Exploring SQLite Codebase: Improve C++ Skills

16 years after its first checkin, SQLite is the most widely deployed database engine in the world. An open source project such as this is a good candidate for learning how to make your code easy to understand and to maintain.

Let’s discover some facts about the SQLite code base, beginning with the following code snippet:

sqlite

Here are some remarks concerning this function:

  • The function is declared as static.
  • The function return an error code.
  • The function has few parameters.
  • The function exit as early as possible.
  • Assert technique is used to check some conditions.
  • No global variable used.
  • The  variable naming is easy to understand.
  • The method is short.
  •  No extra comments in the body.
  • The function body is well indented.

If we navigate across the SQLite source code we can remark the coherence of the implementation. The same best practice rules are applied to each function.

Here are some best practices to learn from the SQLite codebase:

Use structs to store your data model

In C programming the functions use variables to achieve their treatments. Theses variables could be:

  • Static variables.
  • Global variables.
  • Local variables
  • Variables from structs.

Each project has its data model which can be used by many source files. Using global variables is a solution but not the good one; instead, using structs to group data is more recommended.

Let’s search using CQlinq and CppDepend for defined structs:

sqlite22

Many structs are used to specify the data model.

Let function be short and sweet

Here’s some advice about the length of functions from the linux coding style web page:

Functions should be short and sweet, and do just one thing.  They should
fit on one or two screenfuls of text (the ISO/ANSI screen size is 80x24,
as we all know), and do one thing and do that well.

The maximum length of a function is inversely proportional to the
complexity and indentation level of that function.  So, if you have a
conceptually simple function that is just one long (but simple)
case-statement, where you have to do lots of small things for a lot of
different cases, it's OK to have a longer function.

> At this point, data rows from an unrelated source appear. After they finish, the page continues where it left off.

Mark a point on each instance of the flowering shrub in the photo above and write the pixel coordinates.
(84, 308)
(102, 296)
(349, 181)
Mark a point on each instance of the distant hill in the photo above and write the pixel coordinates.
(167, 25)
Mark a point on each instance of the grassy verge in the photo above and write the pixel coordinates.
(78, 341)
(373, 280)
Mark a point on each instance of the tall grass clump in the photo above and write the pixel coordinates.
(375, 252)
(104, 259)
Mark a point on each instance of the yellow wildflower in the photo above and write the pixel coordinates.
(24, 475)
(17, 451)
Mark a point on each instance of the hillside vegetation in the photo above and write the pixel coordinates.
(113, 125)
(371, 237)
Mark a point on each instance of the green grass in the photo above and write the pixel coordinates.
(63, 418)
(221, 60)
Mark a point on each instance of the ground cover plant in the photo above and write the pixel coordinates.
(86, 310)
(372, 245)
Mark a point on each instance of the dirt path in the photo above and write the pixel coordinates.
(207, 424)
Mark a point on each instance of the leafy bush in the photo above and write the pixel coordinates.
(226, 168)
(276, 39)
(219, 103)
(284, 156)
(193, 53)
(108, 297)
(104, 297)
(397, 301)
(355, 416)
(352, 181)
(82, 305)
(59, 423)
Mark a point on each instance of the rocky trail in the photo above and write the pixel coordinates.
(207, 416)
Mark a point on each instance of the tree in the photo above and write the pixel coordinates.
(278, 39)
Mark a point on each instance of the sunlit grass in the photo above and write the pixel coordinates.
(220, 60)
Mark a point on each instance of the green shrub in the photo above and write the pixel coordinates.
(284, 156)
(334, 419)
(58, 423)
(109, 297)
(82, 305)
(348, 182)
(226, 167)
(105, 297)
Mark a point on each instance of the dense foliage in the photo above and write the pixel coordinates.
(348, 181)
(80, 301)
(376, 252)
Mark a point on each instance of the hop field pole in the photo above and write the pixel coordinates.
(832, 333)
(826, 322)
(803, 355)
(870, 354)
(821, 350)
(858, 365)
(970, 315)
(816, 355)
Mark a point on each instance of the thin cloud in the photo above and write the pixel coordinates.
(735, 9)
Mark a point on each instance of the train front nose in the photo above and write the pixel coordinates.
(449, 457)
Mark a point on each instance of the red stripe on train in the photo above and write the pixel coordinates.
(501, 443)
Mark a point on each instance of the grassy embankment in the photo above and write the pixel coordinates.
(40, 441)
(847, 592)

Let’s search for functions where the number of lines of code is less than 30

sqlite5

More than 90% of functions have less than 30 lines of code.

Encapsulation

Encapsulation  is the hiding of functions and data which are internal to an implementation.  In C, encapsulation is performed by using the static keyword . These entities are called file-scope functions and variables.

Let’s search for all static functions by executing the following CQLinq query

sqlite

As we can observe many functions are declared as static.

Function Number of parameters

Functions where NbParameters > 8 might be painful to call  and might degrade performance. Another alternative is to provide  a structure dedicated to handle arguments passing.

sqlite6

Only a few methods have more than 8 parameters.

Number of local variables

Methods where NbVariables is higher than 8 are hard to understand and maintain. Methods where NbVariables is higher than 15 are extremely complex and should be split into smaller methods (unless they are automatically generated by a tool).

sqlite7

Only a few functions have more than 15 local variables.

Avoid defining complex functions

Many metrics exist to detect complex functions, NBLinesOfCode, Number of parameters and number of local variables are the basic ones.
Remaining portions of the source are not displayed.